PHP on several methods of dynamic conversion of GB encoding UTF-8 evaluation

PHP on several methods of dynamic conversion of GB encoding UTF-8 evaluation _ PHP Tutorial-php Tutorial

Last Update:2017-05-13 Source: Internet

Author: User

Developer on Alibaba Coud: Build your first app with APIs, SDKs, and tutorials on the Alibaba Cloud. Read more ＞

PHP on several methods of dynamic conversion of GB encoding to UTF-8 evaluation. The article "IP address-Geographic location conversion evaluation" mentions that using the ip2addr function to directly read IP database files is the most efficient. compared with using the MySQL database to store IP data, SQL query is the most efficient way to use the ip2addr function to directly read IP database files. compared with MySQL database, SQL queries are the most efficient. However, the IP database file QQWry. dat is GB2312 encoded. Now I need the geographic location results for UTF-8 encoding. If you use the MySQL method, you can convert the data into UTF-8 encoding when it is stored in the database, once and for all. However, the QQWry. dat file cannot be modified, and the output result of the ip2addr function can only be dynamically converted.
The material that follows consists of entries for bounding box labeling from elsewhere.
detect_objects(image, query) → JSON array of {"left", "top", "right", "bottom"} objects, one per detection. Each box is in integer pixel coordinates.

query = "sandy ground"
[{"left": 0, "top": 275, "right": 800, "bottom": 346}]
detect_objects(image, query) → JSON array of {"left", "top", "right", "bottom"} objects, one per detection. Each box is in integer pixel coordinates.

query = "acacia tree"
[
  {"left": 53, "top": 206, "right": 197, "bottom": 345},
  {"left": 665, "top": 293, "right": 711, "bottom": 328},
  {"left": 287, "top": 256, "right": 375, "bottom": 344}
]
There are at least four methods for dynamic conversion of GB-> UTF-8 encoding:

Extended conversion using PHP iconv

Extended conversion using PHP mb_string

Use swap table conversion, swap table stored in MySQL database

Convert tables with swap tables and store them in text files.

The first two methods can be used only when the server has made corresponding settings (the corresponding extensions are compiled and installed. My VM does not have these two extensions, so I have to consider the last two methods. The first two methods are not evaluated in this document.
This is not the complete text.